The Department of Revenue unveiled an interactive revenue and expenditure model Saturday. By downloading the Revenue and Expenditure Model, users can change the lines on future budgets by adjusting dozens of revenue and spending assumptions.

By Dermot Cole

Alaskans who want to solve the fiscal challenge facing the state now have the power to theoretically balance the budget with clicks on a keyboard, even if their wallets or purses may not quite contain the billions of dollars needed to actually accomplish the task.

The Department of Revenue unveiled an interactive revenue and expenditure model Saturday at the "Building a Sustainable Future" conference at the University of Alaska Fairbanks. The model shows how combinations of spending cuts, tax increases and the use of Permanent Fund earnings would either erase the deficit or make it worse. By downloading the Revenue and Expenditure Model, users can change the lines on future budgets by adjusting dozens of revenue and spending assumptions.

The current projections are for deficits of more than $3 billion a year or more for the next 15 years, based on low oil prices and declining production. The starting point shows a budget for the next fiscal year with $800 million in reductions.

Add a state income tax at 15 percent of the federal level and cut spending in fiscal year 2017 by 10 percent more and the budget deficit lines move in response, but not by much. With just those changes, the Constitutional Budget Reserve, one of the state's main rainy-day accounts, would still be close to exhausted in the next three years. If oil prices climb and maintain a long-run average of $90 per barrel, the reserve would last a few years longer.

If you add to that mix a decision to use about half of the earnings of the Permanent Fund for government operations, the Constitutional Budget Reserve would last about a decade, with inflation at 2.25 percent. The annual size of the Permanent Fund Dividend would be just above $1,000, while the Permanent Fund balance would remain close to $60 billion.
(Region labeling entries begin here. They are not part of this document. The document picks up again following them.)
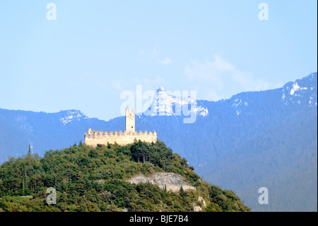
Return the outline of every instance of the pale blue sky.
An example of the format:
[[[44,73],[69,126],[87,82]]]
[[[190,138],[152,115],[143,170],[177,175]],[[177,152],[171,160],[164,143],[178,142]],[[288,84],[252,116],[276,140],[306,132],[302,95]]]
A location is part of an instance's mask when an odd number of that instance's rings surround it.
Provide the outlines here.
[[[57,20],[46,15],[57,6]],[[269,6],[260,21],[259,4]],[[211,101],[317,70],[317,1],[0,1],[0,108],[120,115],[124,91]]]

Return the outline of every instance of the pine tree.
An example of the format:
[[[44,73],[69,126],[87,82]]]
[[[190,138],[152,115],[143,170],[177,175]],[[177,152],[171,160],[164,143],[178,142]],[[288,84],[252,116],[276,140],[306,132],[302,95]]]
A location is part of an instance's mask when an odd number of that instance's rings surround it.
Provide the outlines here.
[[[28,153],[28,156],[31,155],[31,145],[29,143],[29,152]]]
[[[25,187],[24,185],[24,179],[22,180],[22,195],[24,196],[25,194]]]

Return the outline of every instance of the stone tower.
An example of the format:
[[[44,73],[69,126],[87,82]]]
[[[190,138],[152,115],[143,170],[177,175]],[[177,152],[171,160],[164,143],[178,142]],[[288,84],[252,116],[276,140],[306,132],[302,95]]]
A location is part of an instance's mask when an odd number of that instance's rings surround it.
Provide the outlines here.
[[[126,132],[135,132],[135,108],[126,108]]]

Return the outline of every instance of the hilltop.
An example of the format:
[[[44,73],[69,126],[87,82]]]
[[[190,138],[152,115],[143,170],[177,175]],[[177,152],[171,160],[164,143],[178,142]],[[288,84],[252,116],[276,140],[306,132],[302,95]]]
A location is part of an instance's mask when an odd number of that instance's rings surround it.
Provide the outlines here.
[[[169,191],[169,185],[129,181],[141,176],[164,183],[179,181],[180,188]],[[55,205],[46,202],[49,187],[57,190]],[[97,147],[80,142],[49,150],[42,158],[29,151],[0,166],[0,211],[250,210],[233,192],[203,181],[187,159],[159,140]]]
[[[204,180],[231,189],[252,210],[317,210],[317,73],[275,89],[210,101],[170,94],[160,87],[153,111],[136,116],[136,131],[154,131]],[[178,108],[196,102],[196,120],[184,123]],[[124,116],[109,121],[77,110],[37,113],[0,108],[0,164],[8,157],[84,142],[83,134],[125,130]],[[257,191],[271,193],[259,205]]]

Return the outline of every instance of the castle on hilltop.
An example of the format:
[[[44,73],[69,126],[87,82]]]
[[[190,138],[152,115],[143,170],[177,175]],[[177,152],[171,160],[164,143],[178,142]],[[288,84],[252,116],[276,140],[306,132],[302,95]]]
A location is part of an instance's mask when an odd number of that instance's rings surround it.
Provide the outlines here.
[[[126,108],[126,130],[123,132],[102,132],[92,130],[88,128],[88,132],[85,132],[85,144],[96,147],[98,145],[117,144],[126,145],[131,144],[134,140],[141,140],[146,142],[157,142],[157,132],[146,131],[137,132],[135,130],[135,108]]]

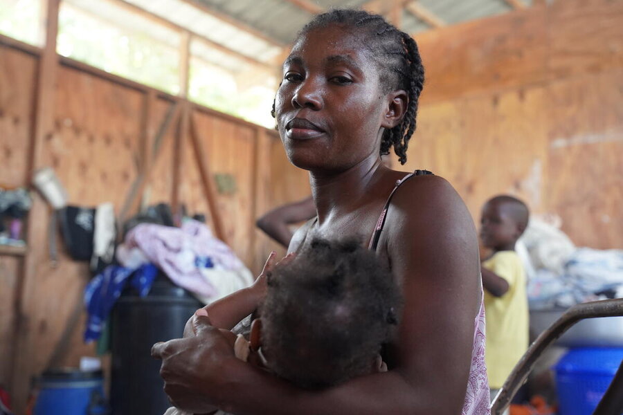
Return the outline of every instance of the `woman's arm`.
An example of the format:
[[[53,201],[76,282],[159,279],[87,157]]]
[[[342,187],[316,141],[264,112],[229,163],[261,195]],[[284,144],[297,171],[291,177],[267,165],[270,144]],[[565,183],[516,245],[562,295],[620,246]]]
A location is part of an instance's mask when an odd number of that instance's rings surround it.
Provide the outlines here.
[[[259,218],[255,225],[266,234],[287,248],[293,234],[288,225],[307,221],[314,216],[316,205],[310,196],[302,201],[273,209]]]
[[[154,351],[163,358],[170,397],[181,407],[213,403],[235,414],[460,414],[480,298],[476,230],[443,179],[424,176],[403,186],[381,240],[405,297],[392,370],[305,391],[237,361],[199,318],[196,338],[181,340],[192,344],[165,343]],[[191,365],[183,359],[196,361],[199,372],[185,373]]]

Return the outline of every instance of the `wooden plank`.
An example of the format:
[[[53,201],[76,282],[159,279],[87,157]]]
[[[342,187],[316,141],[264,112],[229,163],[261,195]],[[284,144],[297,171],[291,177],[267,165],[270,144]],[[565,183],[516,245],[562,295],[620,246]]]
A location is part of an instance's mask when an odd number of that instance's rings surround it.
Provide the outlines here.
[[[223,225],[223,221],[219,211],[216,185],[214,183],[212,171],[210,169],[209,161],[206,157],[201,138],[199,135],[195,117],[190,116],[190,142],[192,144],[195,161],[199,167],[199,174],[201,178],[201,187],[204,190],[204,195],[210,208],[210,215],[214,226],[214,233],[219,239],[231,246],[229,238],[225,232],[225,227]]]
[[[310,15],[318,15],[325,11],[323,7],[309,0],[285,0],[290,4],[294,4],[298,8],[305,10]],[[261,270],[260,270],[261,271]]]
[[[0,33],[0,45],[26,52],[26,53],[32,55],[33,56],[39,57],[42,53],[41,48],[37,48],[37,46],[33,46],[30,44],[17,40],[17,39],[13,39],[12,37],[5,36],[1,33]]]
[[[515,10],[525,8],[525,3],[521,0],[504,0],[507,5]]]
[[[37,58],[0,47],[0,187],[28,183]]]
[[[426,24],[431,26],[431,27],[439,28],[446,26],[446,22],[418,1],[408,3],[405,6],[405,9]]]
[[[547,92],[548,210],[577,246],[622,248],[623,69],[566,79]]]
[[[623,66],[623,1],[566,0],[541,10],[552,79]]]
[[[179,96],[186,98],[188,96],[188,80],[190,76],[190,42],[192,37],[190,33],[185,30],[182,33],[179,46]]]
[[[19,310],[16,308],[17,287],[21,277],[21,260],[0,255],[0,385],[9,387],[12,381],[15,336]],[[9,388],[10,389],[10,388]]]
[[[60,0],[50,0],[45,3],[44,13],[46,17],[46,42],[39,60],[37,98],[34,116],[33,138],[28,163],[28,171],[46,164],[44,153],[45,141],[51,136],[54,128],[55,84],[56,82],[58,60],[56,56],[56,35],[58,32],[58,10]],[[30,216],[37,218],[29,221],[26,229],[26,240],[38,242],[46,240],[48,208],[38,196],[34,196]],[[39,220],[40,219],[40,220]],[[29,321],[30,310],[38,299],[36,291],[40,286],[37,274],[44,251],[42,249],[30,250],[25,258],[24,274],[17,288],[17,309],[19,310],[15,347],[13,353],[12,382],[10,392],[15,400],[15,409],[22,413],[24,409],[30,387],[30,376],[33,374],[33,356],[39,351],[33,340],[32,322]]]
[[[222,12],[217,10],[215,8],[210,7],[208,4],[203,1],[199,1],[199,0],[181,0],[181,1],[190,4],[190,6],[196,8],[199,10],[210,15],[214,17],[216,17],[219,20],[222,20],[225,23],[231,24],[231,26],[235,27],[236,28],[242,30],[243,32],[246,32],[250,35],[253,35],[253,36],[258,37],[263,40],[264,42],[271,44],[273,46],[278,46],[280,48],[285,48],[287,45],[284,44],[283,42],[277,40],[270,36],[268,36],[266,33],[262,32],[261,30],[252,27],[250,25],[248,25],[245,23],[240,21],[240,20],[235,19]]]
[[[422,102],[545,81],[546,10],[530,8],[416,34],[426,68]]]
[[[210,40],[210,39],[208,39],[205,36],[202,36],[201,35],[199,35],[199,33],[196,33],[191,30],[188,30],[188,29],[186,28],[184,28],[184,27],[181,26],[177,24],[175,24],[174,23],[173,23],[172,21],[171,21],[170,20],[167,20],[166,19],[164,19],[163,17],[161,17],[158,15],[155,15],[151,12],[149,12],[142,8],[138,7],[138,6],[132,4],[132,3],[129,3],[128,1],[126,1],[125,0],[108,0],[108,1],[110,1],[113,4],[115,4],[120,7],[122,7],[124,9],[127,10],[129,12],[132,12],[137,14],[137,15],[140,15],[143,16],[143,17],[145,17],[154,22],[157,23],[158,24],[161,24],[162,26],[164,26],[165,27],[173,29],[173,30],[180,32],[180,33],[183,33],[185,31],[188,32],[193,37],[201,39],[201,42],[209,45],[210,48],[216,49],[217,50],[219,50],[224,53],[226,53],[228,55],[233,55],[235,56],[236,57],[244,60],[244,62],[247,62],[249,64],[269,67],[269,68],[271,67],[270,65],[268,65],[265,62],[263,62],[260,60],[255,59],[252,57],[247,56],[246,55],[244,55],[244,53],[240,53],[240,52],[237,52],[236,50],[234,50],[233,49],[230,49],[229,48],[224,46],[222,45],[221,44],[217,43],[213,40]],[[183,0],[183,1],[187,1],[187,0]],[[280,47],[282,47],[281,45],[278,45],[278,46],[280,46]]]

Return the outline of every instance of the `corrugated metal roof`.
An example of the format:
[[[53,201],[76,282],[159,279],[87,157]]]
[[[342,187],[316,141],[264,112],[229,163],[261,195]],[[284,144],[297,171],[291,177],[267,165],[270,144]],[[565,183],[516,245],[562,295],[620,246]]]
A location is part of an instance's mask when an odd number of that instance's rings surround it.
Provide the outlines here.
[[[109,12],[101,7],[100,2],[93,0],[66,1],[105,18],[114,14],[113,8]],[[244,57],[267,65],[275,65],[277,58],[285,50],[284,46],[291,44],[298,30],[313,18],[309,11],[298,6],[294,0],[124,1],[221,45],[221,50],[217,52],[210,50],[211,46],[208,44],[197,44],[199,46],[193,46],[192,53],[206,62],[231,71],[249,64],[249,59],[245,59]],[[370,3],[369,0],[305,1],[322,10],[361,8]],[[521,1],[526,6],[532,2],[532,0]],[[435,21],[444,25],[500,15],[513,10],[510,2],[506,0],[413,0],[411,2],[418,3]],[[411,2],[403,1],[403,5]],[[376,3],[381,6],[388,4],[382,0],[377,0]],[[414,34],[431,28],[430,19],[416,15],[417,12],[406,7],[401,12],[401,29]],[[219,19],[219,16],[226,16],[226,21]],[[115,18],[112,15],[108,17]],[[129,19],[120,23],[132,27],[140,26],[167,44],[179,42],[179,37],[170,36],[166,30],[143,27],[144,22]],[[231,53],[226,52],[228,49]]]

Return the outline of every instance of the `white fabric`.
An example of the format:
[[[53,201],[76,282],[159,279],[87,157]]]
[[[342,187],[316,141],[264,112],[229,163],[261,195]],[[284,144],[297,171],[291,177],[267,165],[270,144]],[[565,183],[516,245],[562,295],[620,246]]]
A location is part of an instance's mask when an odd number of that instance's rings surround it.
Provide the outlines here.
[[[97,266],[98,258],[110,262],[115,252],[115,210],[112,203],[102,203],[98,206],[95,215],[95,232],[93,236],[93,256],[91,268]]]

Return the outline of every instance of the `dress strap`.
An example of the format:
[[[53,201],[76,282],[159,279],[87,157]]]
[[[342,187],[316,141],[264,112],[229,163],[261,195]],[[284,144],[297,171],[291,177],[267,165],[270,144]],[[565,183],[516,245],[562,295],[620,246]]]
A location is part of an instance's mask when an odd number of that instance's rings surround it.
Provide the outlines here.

Some critics of the model said the state should not plan on having any increases for inflation in the years ahead, which would require continual reductions of services.

Cutting oil company tax credits or increasing the tax rate on oil companies would be another way to trim or erase the deficit in future years, depending upon the numbers inserted into the model. But participants at the weekend Fairbanks conference who plugged tax credit and tax rates into the model were quick to say it should include a means of showing how changes would impact oil production levels and investment decisions. Raising oil taxes could lead to lower production, they said.

The state doesn't have information showing the exact relationship between taxes and production because of the host of factors and economic conditions that govern internal company decisions. The model uses the oil production forecasts from the Department of Revenue.

Revenue Commissioner Randy Hoffbeck said that the potential impact on investment and production of any change in taxes has to be part of the discussion, just as the economic impact of other taxes would require careful review. The ease of changing assumptions on a model does not reduce the complexity that comes with making choices for the future, he said.

Hoffbeck said the department will continue to fine-tune the model -- developed by Timothy Harper, Wyatt Perry and David Herbert -- to improve its usefulness. He said he hopes Alaskans will use it and come up with their own ideas about the budget challenge.

What it demonstrates is that the $3 billion budget gap -- the difference between the state budget and the traditional revenue sources used to pay for government -- doesn't change much without major adjustments in spending and taxation.

Scott Goldsmith, a retired economics professor from the University of Alaska Anchorage's Institute of Social and Economic Research, has also developed a model that shows the relationship among major fiscal options. It can be downloaded from the ISER website.